For testing, the researchers recruited volunteers to download a Google Chrome extension that extracted their browsing history. Since Twitter uses a proprietary URL shortener—t.co—it was easy to tell which sites were arrived at via the social network. The study pulled as many as 100 recently visited t.co links from each user and ran them through the de-anonymization system, and within seconds, the program spits back the top 15 results from all possible Twitter users, in order of confidence. Volunteers were asked which profile was theirs, if it appeared at all, and had the option to sign into Twitter to prove their identity. The algorithm picked the right profile 72 percent of the time; 81 percent of the time, the right profile was in the top 15.
For this technique to work in the real world, where people don’t readily volunteer their browsing history for science, a snooper would need to access their target’s digital trail another way. From advertisers to internet service providers to spy agencies, many groups have access to at least a part of your browsing history.
Internet service providers like Comcast and Verizon can access many details about where their customers go on the internet—except when customers visit websites that use HTTPS, a protocol that encrypts traffic sent to and from the website. Service providers—or someone snooping on an open coffee-shop wi-fi network—can’t see details about visits to URLs that begin with https://. Even so, people can still be identified by the unencrypted HTTP sites they visit: The researchers were able to unmask nearly a third of the volunteers in the experiment using just their HTTP traffic.
And a powerful nation-state actor would have an even easier time accessing people’s browsing histories. The National Security Agency’s “upstream” collection programs, which scoop up enormous amounts of data as it passes through critical pieces of the internet’s infrastructure, could piece together someone’s history without any trouble at all. (Of course, there are probably other ways that the NSA could figure out who you are without resorting to these researchers’ de-anonymizing methods.)
Ultimately, if you want to use Twitter under your own name, there’s little you can do to thwart this de-anonymization technique. “Our deanonymization attack didn’t use any easily-fixed flaw in the Twitter service,” said Ansh Shukla, a graduate student at Stanford and one of the paper’s authors. “Users behaving normally revealed everything we need to know. As such, the research strongly implies that open social networks, detailed logging, and privacy are at odds; you can simultaneously have only two.”
Browser features like Safari’s private browsing or Chrome’s incognito mode—with its sneaky-looking fedora-and-glasses branding—aren’t real defenses against de-anonymization. Once “incognito” or “private” windows are closed, they delete the trail of history left on the browser itself, but they don’t prevent trackers, internet service providers, or certainly spy agencies from eavesdropping on traffic.
Using Tor, on the other hand—a program that anonymizes internet browsing by bouncing traffic randomly across a network of servers—would probably deter all but the most dogged spies. “We speculate that this attack can only be carried out against Tor users by well-resourced organizations on high-value targets,” Shukla wrote. “Think cyber-espionage, government intelligence, and the like.”

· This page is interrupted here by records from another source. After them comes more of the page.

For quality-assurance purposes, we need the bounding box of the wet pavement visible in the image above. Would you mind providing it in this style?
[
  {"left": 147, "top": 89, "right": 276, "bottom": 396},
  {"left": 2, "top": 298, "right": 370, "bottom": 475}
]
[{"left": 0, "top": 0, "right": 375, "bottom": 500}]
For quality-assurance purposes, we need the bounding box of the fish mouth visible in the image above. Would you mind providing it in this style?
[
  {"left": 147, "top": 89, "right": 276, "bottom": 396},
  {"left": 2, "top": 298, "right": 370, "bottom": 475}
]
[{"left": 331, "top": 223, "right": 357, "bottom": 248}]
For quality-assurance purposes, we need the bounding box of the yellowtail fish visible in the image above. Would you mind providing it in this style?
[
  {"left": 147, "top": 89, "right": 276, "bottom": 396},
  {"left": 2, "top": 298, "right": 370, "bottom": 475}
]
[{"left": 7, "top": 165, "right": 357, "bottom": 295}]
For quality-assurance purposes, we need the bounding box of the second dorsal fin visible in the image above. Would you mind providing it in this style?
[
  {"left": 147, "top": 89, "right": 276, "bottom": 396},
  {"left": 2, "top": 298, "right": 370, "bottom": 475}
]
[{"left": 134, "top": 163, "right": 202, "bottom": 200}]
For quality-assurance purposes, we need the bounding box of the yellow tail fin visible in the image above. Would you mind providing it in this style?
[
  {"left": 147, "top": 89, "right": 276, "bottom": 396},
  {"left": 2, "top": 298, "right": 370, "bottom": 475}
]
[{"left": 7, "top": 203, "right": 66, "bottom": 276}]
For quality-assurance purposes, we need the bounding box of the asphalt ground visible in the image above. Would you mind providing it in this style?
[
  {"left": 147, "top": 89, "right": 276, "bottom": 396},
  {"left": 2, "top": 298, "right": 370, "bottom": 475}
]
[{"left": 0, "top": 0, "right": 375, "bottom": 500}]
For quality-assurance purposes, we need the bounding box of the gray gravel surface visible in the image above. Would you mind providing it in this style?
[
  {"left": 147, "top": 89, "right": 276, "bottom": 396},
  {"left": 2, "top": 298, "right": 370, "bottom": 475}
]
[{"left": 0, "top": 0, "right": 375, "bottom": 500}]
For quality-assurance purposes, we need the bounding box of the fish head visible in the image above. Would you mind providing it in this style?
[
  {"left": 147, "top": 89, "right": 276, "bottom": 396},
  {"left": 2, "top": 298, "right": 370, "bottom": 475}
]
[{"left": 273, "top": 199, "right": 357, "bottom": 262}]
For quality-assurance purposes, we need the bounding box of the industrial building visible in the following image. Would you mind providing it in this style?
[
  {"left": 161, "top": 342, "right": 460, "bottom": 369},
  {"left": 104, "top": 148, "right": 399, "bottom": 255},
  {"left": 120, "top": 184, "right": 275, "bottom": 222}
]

But for the average user, who might not be familiar with advanced privacy-preserving techniques, or who might be more interested in following interesting people on Twitter than keeping their identity safe from marketers or their internet service provider, the veil of online anonymity is thin. And as Jessica Su, one of the paper’s authors and a Stanford Ph.D. candidate, pointed out, even a person who refrains from tweeting publicly in order to remain anonymous can be unmasked.
“The conventional wisdom is that you should be careful what you share,” Su said. “But here, we show that you can even be de-anonymized if you just browse and follow people, without actually sharing anything.”